AFA cadet to receive prestigious JROTC award

  • Published
  • By David Edwards
  • Academy Spirit staff writer
Cadet 4th Class Adam McMurray generates headlines just by being himself.

After leaving for the Academy and Basic Cadet Training this summer, he learned he would receive the Legion of Valor Bronze Cross for Achievement. This decoration is awarded to both college and high school students and is the highest award given by the Junior ROTC program.

Cadet McMurray was selected in recognition of his leadership and civic activities. This year, only 64 Bronze Crosses were awarded worldwide.

Cadet McMurray said his nomination was a long shot, adding, "I didn't really think anything of it."

In an interview Monday with the Huntsville Times at, he said he doesn't think he "did anything spectacular. I just did my best. That's what I promised to do when I joined."

The upcoming Thanksgiving break allowed Cadet McMurray to return home to Alabama for the award presentation, which will take place Monday. His high school JROTC unit organized the event.

Some Air Force notables will be on hand to lend their star power. Leo Thorsness, a former lieutenant colonel and Medal of Honor recipient, and Michael Durant, one of the people involved in the Black Hawk Down incident in Somalia, will be joined by Rep. Parker Griffith, who recommended Cadet McMurray for appointment to the Academy.
The guest of honor said he is most looking forward to "meeting the presenters and picking their brains about life in the military."

Cadet McMurray spent several of his formative years in Colorado Springs. After a couple of moves, the family eventually settled in the Huntsville, Ala., area, where Cadet McMurray attended junior high and high school.

His father, Darrell McMurray, is a 1981 graduate of the Academy who now works for Boeing. The combination of spending part of his childhood in Colorado Springs and being immersed in an aerospace environment piqued Cadet McMurray's interest in the Air Force Academy.

He said his desire to seek a military career was confirmed when he became a volunteer firefighter in his hometown of Hampton Cove, Ala. Within a year, he had become the youngest certified firefighter in the state.

Meanwhile, he was accumulating awards and honors, both academic and extracurricular, like gangbusters. During his senior year of high school, he served as battalion commander for his Army JROTC unit. He won second place in the state science fair and was named to the National Honor Society.

After completing BCT, Cadet McMurray was assigned to Cadet Squadron 29. Next year, he will transfer to CS 38.

"Adam is the most professional and courteous four-degree I've been around," said Maj. Greg Thornton, the air officer commanding for CS 29. "He is also a very humble young man. He shies away from attention. Yet he is always in the thick of helping others out."

That character trait and Cadet McMurray's more than 50 emergency responses as a firefighter came in handy Oct. 17 in San Diego.
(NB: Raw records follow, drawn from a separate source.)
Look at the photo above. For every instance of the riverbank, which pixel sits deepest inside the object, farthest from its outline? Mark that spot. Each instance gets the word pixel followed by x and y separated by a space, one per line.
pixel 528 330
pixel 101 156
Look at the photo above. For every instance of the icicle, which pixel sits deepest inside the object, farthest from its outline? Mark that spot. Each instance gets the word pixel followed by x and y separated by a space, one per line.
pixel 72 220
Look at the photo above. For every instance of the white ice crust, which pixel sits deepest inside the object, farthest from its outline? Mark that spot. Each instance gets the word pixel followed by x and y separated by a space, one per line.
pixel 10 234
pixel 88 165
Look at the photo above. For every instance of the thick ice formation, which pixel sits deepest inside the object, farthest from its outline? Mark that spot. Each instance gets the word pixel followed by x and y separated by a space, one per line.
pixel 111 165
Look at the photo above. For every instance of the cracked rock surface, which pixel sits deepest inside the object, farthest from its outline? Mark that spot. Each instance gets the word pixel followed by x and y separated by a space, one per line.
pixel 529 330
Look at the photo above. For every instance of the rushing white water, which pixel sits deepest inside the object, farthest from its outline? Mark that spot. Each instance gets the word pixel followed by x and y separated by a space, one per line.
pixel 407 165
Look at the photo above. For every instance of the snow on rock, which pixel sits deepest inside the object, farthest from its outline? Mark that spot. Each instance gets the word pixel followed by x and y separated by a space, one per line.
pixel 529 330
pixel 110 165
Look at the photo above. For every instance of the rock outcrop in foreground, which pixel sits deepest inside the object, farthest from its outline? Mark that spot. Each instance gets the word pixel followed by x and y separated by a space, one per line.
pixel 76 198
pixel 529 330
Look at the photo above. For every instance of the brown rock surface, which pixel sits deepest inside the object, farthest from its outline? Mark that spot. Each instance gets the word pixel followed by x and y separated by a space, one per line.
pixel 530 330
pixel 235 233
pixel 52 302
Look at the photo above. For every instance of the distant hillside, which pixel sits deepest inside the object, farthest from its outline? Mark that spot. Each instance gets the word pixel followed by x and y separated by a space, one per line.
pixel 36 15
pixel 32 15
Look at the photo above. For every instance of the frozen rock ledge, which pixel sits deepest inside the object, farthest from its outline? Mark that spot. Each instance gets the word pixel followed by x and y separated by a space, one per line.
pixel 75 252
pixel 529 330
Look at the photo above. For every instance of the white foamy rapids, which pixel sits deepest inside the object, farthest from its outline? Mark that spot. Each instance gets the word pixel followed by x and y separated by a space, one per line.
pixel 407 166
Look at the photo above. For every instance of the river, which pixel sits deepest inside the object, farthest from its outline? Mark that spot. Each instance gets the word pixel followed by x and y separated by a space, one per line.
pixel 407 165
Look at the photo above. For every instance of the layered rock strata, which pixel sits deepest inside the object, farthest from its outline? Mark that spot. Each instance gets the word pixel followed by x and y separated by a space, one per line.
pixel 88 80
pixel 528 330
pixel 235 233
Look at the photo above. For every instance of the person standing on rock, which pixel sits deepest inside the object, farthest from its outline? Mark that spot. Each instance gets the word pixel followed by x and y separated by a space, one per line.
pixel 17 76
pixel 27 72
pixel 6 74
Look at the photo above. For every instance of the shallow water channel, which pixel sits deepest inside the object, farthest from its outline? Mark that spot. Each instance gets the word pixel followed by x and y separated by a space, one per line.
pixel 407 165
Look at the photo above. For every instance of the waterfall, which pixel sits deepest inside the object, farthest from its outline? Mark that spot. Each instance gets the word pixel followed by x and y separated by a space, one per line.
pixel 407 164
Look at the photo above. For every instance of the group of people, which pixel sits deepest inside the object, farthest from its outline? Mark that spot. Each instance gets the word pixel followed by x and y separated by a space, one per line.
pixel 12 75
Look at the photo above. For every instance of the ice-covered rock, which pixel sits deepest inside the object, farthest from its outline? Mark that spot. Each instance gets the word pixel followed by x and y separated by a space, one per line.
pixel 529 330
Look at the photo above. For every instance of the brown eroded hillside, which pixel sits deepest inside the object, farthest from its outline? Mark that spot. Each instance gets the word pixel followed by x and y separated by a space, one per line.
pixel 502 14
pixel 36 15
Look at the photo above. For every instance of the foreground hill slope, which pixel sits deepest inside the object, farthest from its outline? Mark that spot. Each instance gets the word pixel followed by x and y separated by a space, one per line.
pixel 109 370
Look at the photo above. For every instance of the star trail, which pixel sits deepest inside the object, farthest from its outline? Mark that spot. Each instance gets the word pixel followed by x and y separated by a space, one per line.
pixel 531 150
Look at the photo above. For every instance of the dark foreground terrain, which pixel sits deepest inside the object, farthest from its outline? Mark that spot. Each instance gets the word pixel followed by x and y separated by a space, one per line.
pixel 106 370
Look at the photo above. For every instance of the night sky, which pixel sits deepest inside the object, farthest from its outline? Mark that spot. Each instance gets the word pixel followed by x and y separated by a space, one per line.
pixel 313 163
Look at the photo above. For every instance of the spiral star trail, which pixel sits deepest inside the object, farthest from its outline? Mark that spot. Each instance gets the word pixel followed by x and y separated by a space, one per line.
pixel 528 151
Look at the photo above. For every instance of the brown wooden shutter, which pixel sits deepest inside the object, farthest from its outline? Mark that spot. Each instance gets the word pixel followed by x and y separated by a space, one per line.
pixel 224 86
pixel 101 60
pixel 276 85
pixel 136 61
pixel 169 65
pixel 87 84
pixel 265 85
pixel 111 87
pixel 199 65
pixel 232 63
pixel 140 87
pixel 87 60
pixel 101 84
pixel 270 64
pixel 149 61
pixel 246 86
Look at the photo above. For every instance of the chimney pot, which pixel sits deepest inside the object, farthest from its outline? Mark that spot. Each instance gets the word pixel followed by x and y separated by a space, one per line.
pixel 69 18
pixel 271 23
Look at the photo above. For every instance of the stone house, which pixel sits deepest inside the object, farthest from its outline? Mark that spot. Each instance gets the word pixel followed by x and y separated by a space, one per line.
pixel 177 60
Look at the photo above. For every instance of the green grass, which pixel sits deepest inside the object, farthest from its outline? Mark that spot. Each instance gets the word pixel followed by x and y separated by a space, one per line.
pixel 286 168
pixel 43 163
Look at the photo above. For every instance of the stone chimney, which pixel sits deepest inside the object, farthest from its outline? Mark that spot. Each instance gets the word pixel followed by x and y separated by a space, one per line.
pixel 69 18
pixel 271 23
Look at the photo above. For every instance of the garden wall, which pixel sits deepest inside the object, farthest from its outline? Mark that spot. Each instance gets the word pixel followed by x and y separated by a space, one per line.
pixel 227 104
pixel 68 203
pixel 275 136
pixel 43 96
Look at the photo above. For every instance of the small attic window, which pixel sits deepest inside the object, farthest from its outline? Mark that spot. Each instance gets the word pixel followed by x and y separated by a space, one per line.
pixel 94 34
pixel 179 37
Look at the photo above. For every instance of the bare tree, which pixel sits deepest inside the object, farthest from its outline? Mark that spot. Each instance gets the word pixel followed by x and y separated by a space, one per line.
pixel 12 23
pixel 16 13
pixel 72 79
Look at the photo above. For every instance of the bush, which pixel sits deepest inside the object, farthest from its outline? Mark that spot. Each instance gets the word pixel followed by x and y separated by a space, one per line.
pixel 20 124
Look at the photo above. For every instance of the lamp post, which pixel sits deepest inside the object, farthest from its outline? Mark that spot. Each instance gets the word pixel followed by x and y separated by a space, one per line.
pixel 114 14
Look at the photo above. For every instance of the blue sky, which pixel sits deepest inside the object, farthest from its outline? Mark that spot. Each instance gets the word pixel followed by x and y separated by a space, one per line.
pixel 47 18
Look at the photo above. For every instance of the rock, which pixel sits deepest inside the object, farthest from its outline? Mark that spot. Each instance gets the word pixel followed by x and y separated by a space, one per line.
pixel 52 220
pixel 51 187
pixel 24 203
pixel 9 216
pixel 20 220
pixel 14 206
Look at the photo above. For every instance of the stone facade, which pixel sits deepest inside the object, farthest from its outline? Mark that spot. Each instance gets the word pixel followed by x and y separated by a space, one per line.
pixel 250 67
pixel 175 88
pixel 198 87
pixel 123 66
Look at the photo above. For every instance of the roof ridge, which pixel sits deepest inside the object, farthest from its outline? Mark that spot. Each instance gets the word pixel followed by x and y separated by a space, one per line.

About 40 minutes after midnight, Cadet McMurray was in a group a couple of blocks away from the San Diego State University campus following the football game between the Falcons and Aztecs.

The bystanders saw a pedestrian in the intersection get hit by a car. Cadet McMurray immediately administered first aid and stabilized the victim until paramedics arrived. The pedestrian suffered broken bones and was taken to the hospital, but he made a full recovery.

Cadet McMurray's quick response earned him the admiration of the officer who responded to the call.

"He was Johnny on the spot," said Sgt. Ronald Broussard of the San Diego State University Police Department. "He basically did everything. The other guys just stood around and watched."

Next week, all eyes will again be on Cadet McMurray. After spending Thanksgiving with his family, he will rejoin his fellow cadets on campus Nov. 29.

And at the rate he's going, he might just rack up a few more headlines between now and then.